LA ESCOBA QUE BARRE PESADILLAS

 

Premio del Público en las Jornadas de SOS RACISMO 2014. 

 

Me retuerzo empapado de sudor. Otra de mis pesadillas…

Cuando cuente hasta tres todo habrá terminado. Abriré los ojos y junto al viejo colchón se encontrará mi abuela. Es muy temprano. Ha encendido el fuego y barre la choza frenética. Levantando moléculas de polvo, danzando aferrada a ese palo de madera. Haciendo un ruido molesto pero extrañamente agradable que tenía como intención despertarnos a todos.

«El Sol os reclama. Tenéis ante vosotros un largo día en el que pueden acontecer sucesos inimaginables».

Y nos desperezábamos sabiendo que una vez tocásemos el suelo con un pie, cada pequeño acto estaría cargado de grandes dosis de esfuerzo: salir a pescar, recorrer varios kilómetros en busca de un manantial de agua…

A la aldea no había llegado la tecnología. En nuestras casas de adobe no existía ni la electricidad ni el teléfono. Vivíamos incomunicados sin que realmente nos generara angustia. No había más mundo que el que marcaba la línea del horizonte.

Y por ese horizonte el único que aparecía, muy de vez en cuando, era el cartero a lomos de su bicicleta. Todos le rodeábamos en silencio mientras nos entregaba cartas  con noticias caducadas que generaban más incertidumbre  aún sobre nuestros seres queridos. Caligrafías turbulentas que fabricaban la materia prima de nuestros sueños. Que incluían fotos de mirada amarga y paisajes urbanos.

Imágenes y palabras huecas que a nosotros, acostumbrados a hablar mirando a los ojos, no eran capaces de engañarnos.

Mi hermano desapareció una madrugada. Tan sólo habíamos recibido tres cartas de las que no a llegué a conocer su contenido. Mi abuela las leía con semblante serio y, acto seguido, las arrojaba a las llamas de la hoguera. Por temor a que nos contaminaran con falsas utopías. No hacíamos preguntas para no ponerla triste pero intuíamos que todas las historias macabras sobre lo que ocurría detrás de las montañas eran fruto de su imaginación. Un recurso fácil para disuadirnos de seguir los pasos de mi hermano.

—Nadie ha regresado para contarlo —nos susurraba misteriosa.

Nadie a excepción del cartero que hoy no había hecho acto de presencia.

Aquella mañana intentó disfrazarse de una mañana cualquiera. Pero tampoco pudo embaucarnos. Escuchamos el motor de los camiones y las excavadoras. Hombres grises se estrechaban las manos mientras desplegaban un inmenso plano que indicaría el lugar exacto en el que encontrar el tesoro. Jóvenes ataviados con un mono azul escuchaban atentos sus órdenes.

¡Qué juego tan extraño!

Después todos se dirigían con paso firme hasta la colina. El lugar más alto de la aldea. Un punto cargado de energía en el que dialogábamos con nuestros antepasados, dejábamos pasar la noche contemplando las estrellas o reflexionábamos antes de tomar una decisión importante.

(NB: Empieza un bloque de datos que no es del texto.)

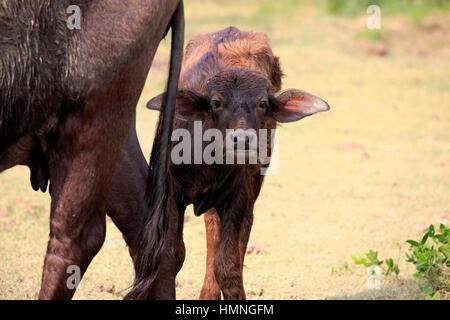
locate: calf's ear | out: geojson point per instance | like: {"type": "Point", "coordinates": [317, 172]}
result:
{"type": "Point", "coordinates": [293, 105]}
{"type": "Point", "coordinates": [190, 105]}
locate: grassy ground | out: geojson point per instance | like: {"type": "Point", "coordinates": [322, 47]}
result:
{"type": "Point", "coordinates": [372, 172]}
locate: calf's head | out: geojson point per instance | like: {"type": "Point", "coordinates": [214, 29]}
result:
{"type": "Point", "coordinates": [239, 103]}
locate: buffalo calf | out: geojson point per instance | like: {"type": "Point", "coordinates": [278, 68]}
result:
{"type": "Point", "coordinates": [230, 81]}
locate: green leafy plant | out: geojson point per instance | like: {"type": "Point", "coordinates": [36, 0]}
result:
{"type": "Point", "coordinates": [342, 268]}
{"type": "Point", "coordinates": [370, 259]}
{"type": "Point", "coordinates": [430, 256]}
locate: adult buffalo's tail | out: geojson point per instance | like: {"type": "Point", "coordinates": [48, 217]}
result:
{"type": "Point", "coordinates": [154, 242]}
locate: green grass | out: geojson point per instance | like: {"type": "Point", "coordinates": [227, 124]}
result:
{"type": "Point", "coordinates": [371, 172]}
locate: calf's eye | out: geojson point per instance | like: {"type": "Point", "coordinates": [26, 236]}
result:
{"type": "Point", "coordinates": [216, 104]}
{"type": "Point", "coordinates": [263, 104]}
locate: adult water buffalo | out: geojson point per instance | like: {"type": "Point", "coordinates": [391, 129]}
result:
{"type": "Point", "coordinates": [67, 100]}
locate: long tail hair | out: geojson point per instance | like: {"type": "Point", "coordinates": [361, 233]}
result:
{"type": "Point", "coordinates": [152, 239]}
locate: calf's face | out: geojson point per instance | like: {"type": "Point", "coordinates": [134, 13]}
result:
{"type": "Point", "coordinates": [239, 103]}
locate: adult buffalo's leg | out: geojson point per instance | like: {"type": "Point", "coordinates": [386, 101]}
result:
{"type": "Point", "coordinates": [126, 197]}
{"type": "Point", "coordinates": [210, 289]}
{"type": "Point", "coordinates": [81, 157]}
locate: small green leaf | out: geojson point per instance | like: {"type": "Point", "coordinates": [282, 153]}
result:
{"type": "Point", "coordinates": [434, 296]}
{"type": "Point", "coordinates": [424, 239]}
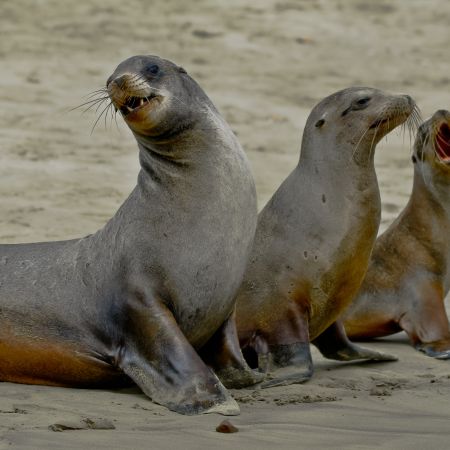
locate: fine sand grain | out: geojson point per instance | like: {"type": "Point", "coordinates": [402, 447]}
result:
{"type": "Point", "coordinates": [265, 64]}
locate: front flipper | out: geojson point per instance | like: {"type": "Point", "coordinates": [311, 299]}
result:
{"type": "Point", "coordinates": [291, 364]}
{"type": "Point", "coordinates": [283, 353]}
{"type": "Point", "coordinates": [426, 323]}
{"type": "Point", "coordinates": [223, 354]}
{"type": "Point", "coordinates": [333, 343]}
{"type": "Point", "coordinates": [158, 358]}
{"type": "Point", "coordinates": [437, 349]}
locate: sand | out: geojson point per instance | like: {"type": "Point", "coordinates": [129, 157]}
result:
{"type": "Point", "coordinates": [265, 64]}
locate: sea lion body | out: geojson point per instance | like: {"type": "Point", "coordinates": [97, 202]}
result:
{"type": "Point", "coordinates": [158, 282]}
{"type": "Point", "coordinates": [315, 236]}
{"type": "Point", "coordinates": [409, 273]}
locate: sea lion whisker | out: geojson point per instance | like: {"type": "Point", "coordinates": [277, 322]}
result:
{"type": "Point", "coordinates": [98, 118]}
{"type": "Point", "coordinates": [90, 102]}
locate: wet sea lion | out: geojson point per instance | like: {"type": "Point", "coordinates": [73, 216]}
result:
{"type": "Point", "coordinates": [158, 282]}
{"type": "Point", "coordinates": [314, 238]}
{"type": "Point", "coordinates": [409, 272]}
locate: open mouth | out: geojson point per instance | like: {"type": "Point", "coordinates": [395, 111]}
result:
{"type": "Point", "coordinates": [133, 104]}
{"type": "Point", "coordinates": [442, 143]}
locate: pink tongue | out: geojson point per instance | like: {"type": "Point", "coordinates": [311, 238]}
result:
{"type": "Point", "coordinates": [443, 142]}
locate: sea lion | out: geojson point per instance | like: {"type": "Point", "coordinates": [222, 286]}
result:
{"type": "Point", "coordinates": [158, 282]}
{"type": "Point", "coordinates": [314, 238]}
{"type": "Point", "coordinates": [409, 272]}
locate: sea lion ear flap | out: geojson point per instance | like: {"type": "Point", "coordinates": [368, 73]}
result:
{"type": "Point", "coordinates": [320, 123]}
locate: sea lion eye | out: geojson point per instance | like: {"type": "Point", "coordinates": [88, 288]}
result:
{"type": "Point", "coordinates": [153, 68]}
{"type": "Point", "coordinates": [319, 123]}
{"type": "Point", "coordinates": [363, 101]}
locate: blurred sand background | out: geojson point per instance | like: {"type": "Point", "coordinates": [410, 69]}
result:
{"type": "Point", "coordinates": [265, 64]}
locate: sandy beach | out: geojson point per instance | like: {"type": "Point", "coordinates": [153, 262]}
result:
{"type": "Point", "coordinates": [265, 64]}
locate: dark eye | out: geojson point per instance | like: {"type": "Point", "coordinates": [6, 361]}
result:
{"type": "Point", "coordinates": [153, 68]}
{"type": "Point", "coordinates": [319, 123]}
{"type": "Point", "coordinates": [363, 101]}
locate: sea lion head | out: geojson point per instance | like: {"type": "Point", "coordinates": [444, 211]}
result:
{"type": "Point", "coordinates": [157, 98]}
{"type": "Point", "coordinates": [431, 154]}
{"type": "Point", "coordinates": [356, 119]}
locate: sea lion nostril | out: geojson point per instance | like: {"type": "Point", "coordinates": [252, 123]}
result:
{"type": "Point", "coordinates": [121, 81]}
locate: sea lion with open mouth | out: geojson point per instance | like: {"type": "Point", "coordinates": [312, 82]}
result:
{"type": "Point", "coordinates": [409, 272]}
{"type": "Point", "coordinates": [152, 294]}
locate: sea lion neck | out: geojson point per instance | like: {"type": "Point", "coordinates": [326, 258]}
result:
{"type": "Point", "coordinates": [332, 157]}
{"type": "Point", "coordinates": [427, 192]}
{"type": "Point", "coordinates": [201, 146]}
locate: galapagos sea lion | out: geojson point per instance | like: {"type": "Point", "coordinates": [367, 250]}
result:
{"type": "Point", "coordinates": [155, 287]}
{"type": "Point", "coordinates": [314, 238]}
{"type": "Point", "coordinates": [409, 272]}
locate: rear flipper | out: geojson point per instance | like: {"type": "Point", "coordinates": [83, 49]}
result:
{"type": "Point", "coordinates": [426, 324]}
{"type": "Point", "coordinates": [223, 354]}
{"type": "Point", "coordinates": [333, 343]}
{"type": "Point", "coordinates": [159, 359]}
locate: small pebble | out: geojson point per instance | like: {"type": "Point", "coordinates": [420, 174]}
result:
{"type": "Point", "coordinates": [226, 427]}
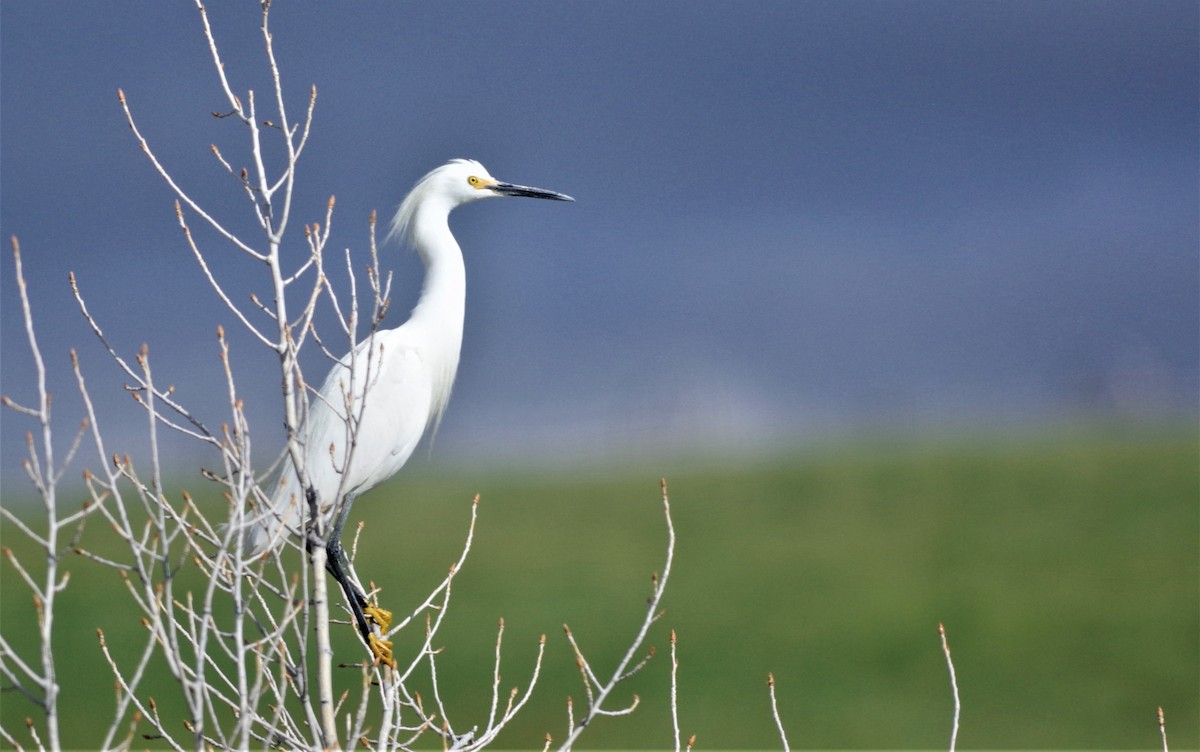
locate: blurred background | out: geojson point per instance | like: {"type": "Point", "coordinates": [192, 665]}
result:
{"type": "Point", "coordinates": [904, 296]}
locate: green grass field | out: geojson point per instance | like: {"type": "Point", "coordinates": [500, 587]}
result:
{"type": "Point", "coordinates": [1065, 567]}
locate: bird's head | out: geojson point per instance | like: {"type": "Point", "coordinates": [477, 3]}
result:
{"type": "Point", "coordinates": [454, 184]}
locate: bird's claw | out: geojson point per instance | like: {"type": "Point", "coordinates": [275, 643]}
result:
{"type": "Point", "coordinates": [381, 649]}
{"type": "Point", "coordinates": [379, 615]}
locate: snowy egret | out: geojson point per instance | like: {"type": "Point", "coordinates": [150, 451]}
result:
{"type": "Point", "coordinates": [378, 402]}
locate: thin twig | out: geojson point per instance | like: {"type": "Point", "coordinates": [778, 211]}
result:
{"type": "Point", "coordinates": [954, 686]}
{"type": "Point", "coordinates": [774, 711]}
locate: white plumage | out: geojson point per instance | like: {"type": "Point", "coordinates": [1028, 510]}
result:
{"type": "Point", "coordinates": [406, 373]}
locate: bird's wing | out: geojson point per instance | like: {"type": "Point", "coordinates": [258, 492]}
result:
{"type": "Point", "coordinates": [388, 415]}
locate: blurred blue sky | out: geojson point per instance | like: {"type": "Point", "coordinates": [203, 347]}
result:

Anoche el cielo estaba especialmente limpio. Anoche me quedé dormido en esa roca y después me arrastré sonámbulo hacia mi casa. Sin saber que sería la última vez que lo haría.

Sin presentir que mañana mi aldea sería ocupada por unos desconocidos y sus enormes máquinas.

Sin poder imaginar que emprendería un largo viaje en busca de mi hermano empeñando las escasas cosas de valor que tenía mi familia. Entendiendo que mi nombre sería borrado de la historia de esta aldea a la que intentaban poner un prematuro punto y final.

Recordando que antes de huir no fui capaz de mirar a mi abuela a los ojos.

Y estaba en lo cierto, detrás de aquellas montañas me esperaban las puertas del infierno.

He cruzado el desierto de rodillas, bebiéndome las lágrimas. He tenido que abandonar cuerpos inertes por el camino.

Pero he llegado…

Trepando por esa valla inmensa coronada por  amenazantes cuchillas que brillan en la oscuridad como los colmillos de una fiera hambrienta.

Es imposible evitar que te atrapen. Y te hacen sangran recordando entonces que sigues vivo.

Me desplomé como un muñeco de trapo.

Uno, Dos, Tres…

Abro los ojos pero no escucho la escoba de mi abuela. Una patrulla de la Guardia Civil me traslada al hospital más cercano.

Curan mis heridas superficiales. Me dan el alta.

Mi próximo destino es un CIE. Soy un número. Aquí nadie mira a los ojos.

–Soy un superviviente —comienzo a gritar. Cierro los ojos. Uno, dos y tres.